Turkey refuses overflight by Armenian plane: airline chief YEREVAN, Feb 3 (AFP) - Turkey has for the first time refused to let an Armenian passenger plane overfly its territory, the head of the Armenian airline involved said here Saturday. Armenian Airlines chief Stanislav Mkrtoumian told AFP the Turkish authorities had given no explanation for the refusal. The grounded plane, which was refused overflying rights on Friday, had been due to make a flight from the Armenian capital to Athens, he said. "The Turkish side gave no explanation," he added. Although the Turks had promised to let the plane leave on Saturday afternoon, it had remained on the tarmac at Yerevan, he said. The plane was due late Saturday to take off for Athens after officials drew up a revised flight-path over the Black Sea, thus bypassing Turkish air space, a spokesman for the Armenian civil aviation authority told AFP. Tension between Armenia and Turkey has risen since January 18, when the lower house of the French parliament passed a bill recognizing as "genocide" the mass killings of ethnic Armenians in Turkey during World War II. French President Jacques Chirac officially passed the bill into law last Tuesday, sparking a wave of economic reprisals from Ankara, including the cancelling of lucrative contracts. This week, Armenian President Robert Kocharian said he was "satisfied" by the French vote, which has infuriated Turkey.

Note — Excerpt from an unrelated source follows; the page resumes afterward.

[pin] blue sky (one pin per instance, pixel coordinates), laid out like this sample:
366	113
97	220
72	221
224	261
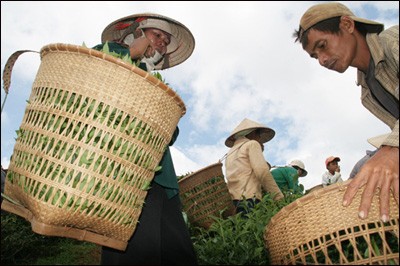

The Armenian foreign ministry said it had had received no information from Ankara regarding the overflying problem. Turkey and Armenia do not have diplomatic relations. Armenians say that around 1.5 million of their countrymen died in massacres between 1915 and 1917 in what was then the Ottoman Empire.
Turkey maintains that the true figure is less than half a million,
and says that many Turks were also killed by Armenians.